The planet shows clear evidence for weathering and hydrothermal processes altering the surface in various areas, she adds. Indeed, Gale Crater and its looming Mt. Sharp, home to NASA's latest Mars rover, Curiosity, displays features that are hard to explain unless flowing or standing water were present on the surface.
The questions, she says are these: Which process dominated on a planetary scale at the time, "and what does that have to say about the overall climate?"
The team's eruptive proposition comes at a time when the notion of a persistent warm-wet-climate during the planet's first billion years has been taking hits in other ways.
For instance, a team of researchers from the United States and France has modeled Mars' early climate, when the sun would have been weaker. They conclude that the climate would have been too cold to sustain liquid water on the surface for very long. Instead, over time water ice would migrate to the poles, forming vast icecaps. Limited warming could occur from large impacts or volcanic eruptions, releasing enough water to carve features seen on the southern highlands.
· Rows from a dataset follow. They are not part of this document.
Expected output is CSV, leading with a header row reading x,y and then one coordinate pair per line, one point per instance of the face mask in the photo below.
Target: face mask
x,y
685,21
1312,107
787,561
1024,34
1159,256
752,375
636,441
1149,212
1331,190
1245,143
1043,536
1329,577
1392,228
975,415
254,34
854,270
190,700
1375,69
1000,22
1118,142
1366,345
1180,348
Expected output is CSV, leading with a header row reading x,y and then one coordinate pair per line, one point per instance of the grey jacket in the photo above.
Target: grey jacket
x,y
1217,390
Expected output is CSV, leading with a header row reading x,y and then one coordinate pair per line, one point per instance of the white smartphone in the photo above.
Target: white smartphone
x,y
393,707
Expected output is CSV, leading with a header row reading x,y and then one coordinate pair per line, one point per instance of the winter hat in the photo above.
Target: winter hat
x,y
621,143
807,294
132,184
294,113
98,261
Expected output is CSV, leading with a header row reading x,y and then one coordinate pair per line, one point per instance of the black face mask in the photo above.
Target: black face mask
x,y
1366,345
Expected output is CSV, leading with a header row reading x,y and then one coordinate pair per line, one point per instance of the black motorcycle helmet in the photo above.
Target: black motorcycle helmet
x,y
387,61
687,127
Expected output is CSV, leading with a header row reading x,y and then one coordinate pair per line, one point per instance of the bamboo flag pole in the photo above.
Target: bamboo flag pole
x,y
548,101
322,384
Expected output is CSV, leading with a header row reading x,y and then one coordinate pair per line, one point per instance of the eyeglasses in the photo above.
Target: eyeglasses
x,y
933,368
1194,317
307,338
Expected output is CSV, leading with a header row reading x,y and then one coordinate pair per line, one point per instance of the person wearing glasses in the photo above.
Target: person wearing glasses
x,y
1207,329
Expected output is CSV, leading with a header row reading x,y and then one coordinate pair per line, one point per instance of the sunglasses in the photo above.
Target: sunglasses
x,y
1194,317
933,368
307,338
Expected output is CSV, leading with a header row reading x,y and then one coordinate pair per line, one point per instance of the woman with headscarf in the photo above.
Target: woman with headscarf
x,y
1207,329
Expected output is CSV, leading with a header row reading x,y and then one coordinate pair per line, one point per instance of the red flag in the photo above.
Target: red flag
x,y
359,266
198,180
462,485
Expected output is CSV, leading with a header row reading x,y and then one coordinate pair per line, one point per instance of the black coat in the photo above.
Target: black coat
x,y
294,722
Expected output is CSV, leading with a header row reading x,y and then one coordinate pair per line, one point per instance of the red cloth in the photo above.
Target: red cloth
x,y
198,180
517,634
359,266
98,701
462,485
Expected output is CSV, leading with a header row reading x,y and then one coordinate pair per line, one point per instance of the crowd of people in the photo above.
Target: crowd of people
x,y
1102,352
Others have noted that water-carved features in widely spaced locations formed at vastly different times, weighing against a single span of wet climate as the source of flow that formed them.
Dr. Ehlmann and Dr. Meunier had teamed up on research last year that indicated clays could form through the interaction of water leaching through hot rocks. The clays resulting from hydrothermal activity would tend to show composition similar to clays formed at the surface.